> -----Original Message-----
> From: Eugenio Perez Martin <[email protected]>
> Sent: 2025年12月19日 16:12
> To: Wafer <[email protected]>
> Cc: [email protected]; [email protected]; [email protected];
> [email protected]; [email protected]; Angus Chen
> <[email protected]>
> Subject: Re: [PATCH v3 4/4] vhost: SVQ add the indirect descriptors to
> available ring
>
> External Mail: This email originated from OUTSIDE of the organization!
> Do not click links, open attachments or provide ANY information unless you
> recognize the sender and know the content is safe.
>
>
> On Tue, Dec 16, 2025 at 2:59 AM Wafer Xie <[email protected]> wrote:
> >
> > From: wafer Xie <[email protected]>
> >
> > Retrieve the target buffer from the indirect buffers by index, add the
> > elements sent by the guest into the buffer’s indirect descriptors, and
> > update freed_head and freed_number.

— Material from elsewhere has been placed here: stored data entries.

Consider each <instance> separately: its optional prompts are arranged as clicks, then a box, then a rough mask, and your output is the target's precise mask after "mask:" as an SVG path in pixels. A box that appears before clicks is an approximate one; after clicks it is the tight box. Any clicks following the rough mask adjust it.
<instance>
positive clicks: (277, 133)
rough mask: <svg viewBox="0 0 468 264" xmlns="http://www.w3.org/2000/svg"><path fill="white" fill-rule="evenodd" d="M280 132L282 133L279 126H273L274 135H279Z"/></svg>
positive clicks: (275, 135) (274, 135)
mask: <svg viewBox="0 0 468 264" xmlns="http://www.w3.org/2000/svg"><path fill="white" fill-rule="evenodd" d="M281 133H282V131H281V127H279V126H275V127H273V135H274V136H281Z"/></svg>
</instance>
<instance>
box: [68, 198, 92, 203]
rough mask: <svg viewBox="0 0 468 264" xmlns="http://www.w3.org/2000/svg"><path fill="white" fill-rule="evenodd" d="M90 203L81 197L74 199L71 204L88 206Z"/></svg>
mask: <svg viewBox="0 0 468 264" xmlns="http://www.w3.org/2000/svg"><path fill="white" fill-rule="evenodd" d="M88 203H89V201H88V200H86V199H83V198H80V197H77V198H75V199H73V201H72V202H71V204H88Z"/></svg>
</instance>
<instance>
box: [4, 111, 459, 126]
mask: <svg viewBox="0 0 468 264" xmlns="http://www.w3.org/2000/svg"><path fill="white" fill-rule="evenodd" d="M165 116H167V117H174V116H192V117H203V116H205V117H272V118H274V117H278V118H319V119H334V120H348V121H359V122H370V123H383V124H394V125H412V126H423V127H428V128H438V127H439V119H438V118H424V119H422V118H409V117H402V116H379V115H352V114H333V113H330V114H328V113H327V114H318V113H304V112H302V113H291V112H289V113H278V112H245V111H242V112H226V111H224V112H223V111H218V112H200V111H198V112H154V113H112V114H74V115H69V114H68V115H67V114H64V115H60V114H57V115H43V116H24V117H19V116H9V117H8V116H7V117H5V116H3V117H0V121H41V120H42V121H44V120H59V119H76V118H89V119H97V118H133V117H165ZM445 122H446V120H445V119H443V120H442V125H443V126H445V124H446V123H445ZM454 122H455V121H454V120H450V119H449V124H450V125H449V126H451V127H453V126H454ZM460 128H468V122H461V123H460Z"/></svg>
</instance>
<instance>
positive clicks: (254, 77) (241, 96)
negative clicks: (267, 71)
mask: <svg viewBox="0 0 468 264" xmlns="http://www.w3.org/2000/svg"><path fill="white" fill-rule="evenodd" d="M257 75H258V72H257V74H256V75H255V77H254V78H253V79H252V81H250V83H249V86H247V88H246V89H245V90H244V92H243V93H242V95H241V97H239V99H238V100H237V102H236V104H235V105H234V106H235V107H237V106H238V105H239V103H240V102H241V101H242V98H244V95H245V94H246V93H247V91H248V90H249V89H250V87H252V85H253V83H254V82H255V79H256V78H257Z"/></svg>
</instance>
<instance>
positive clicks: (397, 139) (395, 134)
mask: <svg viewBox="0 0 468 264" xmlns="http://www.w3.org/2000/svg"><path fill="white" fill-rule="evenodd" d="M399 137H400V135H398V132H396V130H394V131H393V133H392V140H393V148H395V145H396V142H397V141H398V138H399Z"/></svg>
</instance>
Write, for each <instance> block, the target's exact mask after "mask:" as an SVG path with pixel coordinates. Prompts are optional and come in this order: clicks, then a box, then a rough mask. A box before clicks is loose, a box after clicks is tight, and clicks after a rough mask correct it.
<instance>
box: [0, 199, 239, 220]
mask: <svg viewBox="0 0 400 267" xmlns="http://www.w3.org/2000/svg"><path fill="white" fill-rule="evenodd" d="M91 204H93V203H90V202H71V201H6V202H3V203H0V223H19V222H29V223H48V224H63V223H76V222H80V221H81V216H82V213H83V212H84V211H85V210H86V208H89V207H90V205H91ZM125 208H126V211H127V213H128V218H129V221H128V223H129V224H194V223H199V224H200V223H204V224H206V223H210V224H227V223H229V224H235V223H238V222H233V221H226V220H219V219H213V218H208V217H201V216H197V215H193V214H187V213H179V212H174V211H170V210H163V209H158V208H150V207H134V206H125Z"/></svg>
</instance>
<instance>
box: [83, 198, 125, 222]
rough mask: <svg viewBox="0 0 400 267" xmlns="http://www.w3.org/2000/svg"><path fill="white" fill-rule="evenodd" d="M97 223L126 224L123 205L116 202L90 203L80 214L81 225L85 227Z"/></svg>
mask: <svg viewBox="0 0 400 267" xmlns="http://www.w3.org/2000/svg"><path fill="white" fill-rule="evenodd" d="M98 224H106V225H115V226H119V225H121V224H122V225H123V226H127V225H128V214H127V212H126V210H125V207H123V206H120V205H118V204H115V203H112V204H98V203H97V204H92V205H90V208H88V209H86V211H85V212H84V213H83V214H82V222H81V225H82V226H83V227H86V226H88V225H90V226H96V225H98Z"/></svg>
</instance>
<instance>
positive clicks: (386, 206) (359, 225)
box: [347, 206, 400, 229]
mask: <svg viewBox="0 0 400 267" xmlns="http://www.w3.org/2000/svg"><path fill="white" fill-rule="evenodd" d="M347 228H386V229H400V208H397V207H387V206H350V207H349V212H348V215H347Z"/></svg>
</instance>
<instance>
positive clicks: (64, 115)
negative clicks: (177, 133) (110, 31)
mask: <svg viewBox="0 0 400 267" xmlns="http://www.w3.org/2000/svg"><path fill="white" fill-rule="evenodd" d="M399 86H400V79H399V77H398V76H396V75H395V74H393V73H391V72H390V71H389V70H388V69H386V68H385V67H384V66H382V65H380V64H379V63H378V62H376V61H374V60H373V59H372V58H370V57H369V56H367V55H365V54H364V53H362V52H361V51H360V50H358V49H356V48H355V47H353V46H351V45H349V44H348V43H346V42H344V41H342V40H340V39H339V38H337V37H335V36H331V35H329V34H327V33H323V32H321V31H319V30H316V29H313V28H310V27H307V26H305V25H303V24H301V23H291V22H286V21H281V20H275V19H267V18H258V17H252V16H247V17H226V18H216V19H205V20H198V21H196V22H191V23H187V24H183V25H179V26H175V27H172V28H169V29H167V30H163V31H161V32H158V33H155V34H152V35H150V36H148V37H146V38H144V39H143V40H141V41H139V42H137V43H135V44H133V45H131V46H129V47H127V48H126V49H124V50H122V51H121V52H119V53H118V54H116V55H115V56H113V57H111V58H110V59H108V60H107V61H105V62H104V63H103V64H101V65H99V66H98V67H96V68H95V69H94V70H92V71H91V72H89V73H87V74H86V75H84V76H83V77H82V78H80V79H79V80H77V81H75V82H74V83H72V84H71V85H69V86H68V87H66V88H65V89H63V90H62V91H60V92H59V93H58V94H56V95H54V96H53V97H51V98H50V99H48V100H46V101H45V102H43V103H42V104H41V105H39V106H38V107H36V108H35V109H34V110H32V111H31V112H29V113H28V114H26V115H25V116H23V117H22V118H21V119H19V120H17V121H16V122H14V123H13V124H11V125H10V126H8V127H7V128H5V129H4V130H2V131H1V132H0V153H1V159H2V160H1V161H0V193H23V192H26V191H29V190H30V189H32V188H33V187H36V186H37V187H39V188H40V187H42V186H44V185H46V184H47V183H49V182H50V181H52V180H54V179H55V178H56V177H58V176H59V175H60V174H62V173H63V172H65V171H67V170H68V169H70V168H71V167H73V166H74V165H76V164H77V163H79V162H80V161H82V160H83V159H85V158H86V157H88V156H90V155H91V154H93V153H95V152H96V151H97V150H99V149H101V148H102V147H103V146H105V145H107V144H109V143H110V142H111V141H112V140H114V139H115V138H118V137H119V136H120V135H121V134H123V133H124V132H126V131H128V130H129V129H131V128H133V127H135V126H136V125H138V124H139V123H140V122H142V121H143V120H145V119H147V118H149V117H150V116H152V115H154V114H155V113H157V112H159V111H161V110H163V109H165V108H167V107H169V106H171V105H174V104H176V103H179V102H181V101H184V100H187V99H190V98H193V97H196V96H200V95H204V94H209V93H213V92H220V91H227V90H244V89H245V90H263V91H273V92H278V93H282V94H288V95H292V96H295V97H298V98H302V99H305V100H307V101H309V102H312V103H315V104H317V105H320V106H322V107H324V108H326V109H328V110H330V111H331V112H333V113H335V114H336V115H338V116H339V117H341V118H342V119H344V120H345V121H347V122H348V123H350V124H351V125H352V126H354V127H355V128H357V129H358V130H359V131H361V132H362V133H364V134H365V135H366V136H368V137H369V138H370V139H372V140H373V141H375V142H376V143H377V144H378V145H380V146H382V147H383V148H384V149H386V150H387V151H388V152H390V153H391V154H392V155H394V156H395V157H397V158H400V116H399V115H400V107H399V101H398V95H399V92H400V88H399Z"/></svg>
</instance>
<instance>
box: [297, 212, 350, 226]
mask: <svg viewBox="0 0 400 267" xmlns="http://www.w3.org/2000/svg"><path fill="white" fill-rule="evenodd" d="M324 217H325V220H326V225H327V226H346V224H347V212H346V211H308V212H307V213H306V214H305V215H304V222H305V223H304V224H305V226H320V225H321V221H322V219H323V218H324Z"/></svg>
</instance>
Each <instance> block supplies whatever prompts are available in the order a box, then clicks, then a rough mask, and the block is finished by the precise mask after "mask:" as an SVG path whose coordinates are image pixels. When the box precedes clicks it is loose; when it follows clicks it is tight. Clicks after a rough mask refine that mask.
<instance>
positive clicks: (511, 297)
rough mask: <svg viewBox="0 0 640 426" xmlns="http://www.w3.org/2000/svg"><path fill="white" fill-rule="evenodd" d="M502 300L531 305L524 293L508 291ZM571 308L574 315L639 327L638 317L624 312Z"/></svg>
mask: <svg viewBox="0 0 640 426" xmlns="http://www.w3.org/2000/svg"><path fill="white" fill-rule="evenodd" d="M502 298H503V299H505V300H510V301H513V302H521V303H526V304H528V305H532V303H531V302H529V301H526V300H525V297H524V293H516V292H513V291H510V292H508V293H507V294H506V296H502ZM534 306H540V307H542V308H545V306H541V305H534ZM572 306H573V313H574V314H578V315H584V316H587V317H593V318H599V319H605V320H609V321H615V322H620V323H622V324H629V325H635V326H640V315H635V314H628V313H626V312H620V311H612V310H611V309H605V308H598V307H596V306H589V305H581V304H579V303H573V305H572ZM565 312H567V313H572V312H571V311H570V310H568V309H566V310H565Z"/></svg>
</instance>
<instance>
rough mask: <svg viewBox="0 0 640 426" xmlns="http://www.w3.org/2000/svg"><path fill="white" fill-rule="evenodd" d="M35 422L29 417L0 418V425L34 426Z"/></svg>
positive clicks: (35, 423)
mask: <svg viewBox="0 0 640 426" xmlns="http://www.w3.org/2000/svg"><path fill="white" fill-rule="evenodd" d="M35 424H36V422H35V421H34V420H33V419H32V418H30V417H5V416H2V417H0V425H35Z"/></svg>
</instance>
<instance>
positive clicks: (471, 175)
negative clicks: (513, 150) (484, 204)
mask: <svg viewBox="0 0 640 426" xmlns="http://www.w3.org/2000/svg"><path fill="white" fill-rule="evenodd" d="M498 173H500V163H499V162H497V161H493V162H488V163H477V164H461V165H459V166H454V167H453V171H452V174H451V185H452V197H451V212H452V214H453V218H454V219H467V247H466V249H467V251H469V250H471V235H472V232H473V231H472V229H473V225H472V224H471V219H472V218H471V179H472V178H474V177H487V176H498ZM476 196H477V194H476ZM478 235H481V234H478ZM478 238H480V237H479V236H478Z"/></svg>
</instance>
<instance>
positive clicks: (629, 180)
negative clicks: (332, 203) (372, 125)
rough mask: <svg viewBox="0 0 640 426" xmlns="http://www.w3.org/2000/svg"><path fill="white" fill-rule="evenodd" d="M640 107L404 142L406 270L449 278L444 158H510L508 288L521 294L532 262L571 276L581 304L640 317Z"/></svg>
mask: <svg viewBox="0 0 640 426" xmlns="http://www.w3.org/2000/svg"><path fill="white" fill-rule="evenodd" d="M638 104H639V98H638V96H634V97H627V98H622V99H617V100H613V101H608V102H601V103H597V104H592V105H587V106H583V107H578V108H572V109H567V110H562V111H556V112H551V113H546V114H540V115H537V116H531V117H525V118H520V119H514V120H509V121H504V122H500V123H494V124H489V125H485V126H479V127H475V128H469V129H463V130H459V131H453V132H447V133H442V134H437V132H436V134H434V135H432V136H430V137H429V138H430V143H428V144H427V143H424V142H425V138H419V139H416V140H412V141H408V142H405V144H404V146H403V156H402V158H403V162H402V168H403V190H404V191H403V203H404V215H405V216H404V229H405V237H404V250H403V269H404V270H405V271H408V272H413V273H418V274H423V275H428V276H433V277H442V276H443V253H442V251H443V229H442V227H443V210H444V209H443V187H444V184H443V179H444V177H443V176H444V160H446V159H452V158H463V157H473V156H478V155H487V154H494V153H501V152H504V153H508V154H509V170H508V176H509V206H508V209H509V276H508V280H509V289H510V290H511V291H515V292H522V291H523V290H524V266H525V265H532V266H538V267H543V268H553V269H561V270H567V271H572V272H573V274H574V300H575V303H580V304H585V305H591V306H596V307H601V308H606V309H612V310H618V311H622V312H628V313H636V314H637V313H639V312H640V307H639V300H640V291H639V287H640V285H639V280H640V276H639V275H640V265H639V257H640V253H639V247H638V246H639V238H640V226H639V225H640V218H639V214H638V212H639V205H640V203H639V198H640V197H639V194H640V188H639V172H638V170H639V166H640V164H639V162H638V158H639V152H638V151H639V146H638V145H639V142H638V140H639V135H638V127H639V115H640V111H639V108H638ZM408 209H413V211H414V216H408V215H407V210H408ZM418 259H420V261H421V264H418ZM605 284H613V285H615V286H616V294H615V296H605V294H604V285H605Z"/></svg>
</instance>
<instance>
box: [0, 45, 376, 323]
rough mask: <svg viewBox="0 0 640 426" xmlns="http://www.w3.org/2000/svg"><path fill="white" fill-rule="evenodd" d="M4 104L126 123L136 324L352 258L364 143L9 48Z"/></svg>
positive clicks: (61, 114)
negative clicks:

If freed_number is zero, or if the
> > current buffer’s freed_number is less than the number of elements,
> > update the buffer state to SVQ_INDIRECT_BUF_FREEING.
> >
> > Signed-off-by: wafer Xie <[email protected]>
> > ---
> > hw/virtio/vhost-shadow-virtqueue.c | 257
> > ++++++++++++++++++++++++++---
> > 1 file changed, 235 insertions(+), 22 deletions(-)
> >
> > diff --git a/hw/virtio/vhost-shadow-virtqueue.c
> > b/hw/virtio/vhost-shadow-virtqueue.c
> > index adee52f50b..c6064fb839 100644
> > --- a/hw/virtio/vhost-shadow-virtqueue.c
> > +++ b/hw/virtio/vhost-shadow-virtqueue.c
> > @@ -189,36 +189,246 @@ static bool
> vhost_svq_vring_write_descs(VhostShadowVirtqueue *svq, hwaddr *sg,
> > return true;
> > }
> >
> > -static bool vhost_svq_add_split(VhostShadowVirtqueue *svq,
> > +/**
> > + * Write descriptors to indirect descriptor table
> > + *
> > + * @svq: The shadow virtqueue
> > + * @sg: Cache for hwaddr
> > + * @iovec: The iovec from the guest
> > + * @num: iovec length
> > + * @addr: Descriptors' GPAs, if backed by guest memory
> > + * @buf: The indirect descriptor buffer
> > + * @offset_idx: Offset for write position
> > + * and next field (0 for out, out_num for in)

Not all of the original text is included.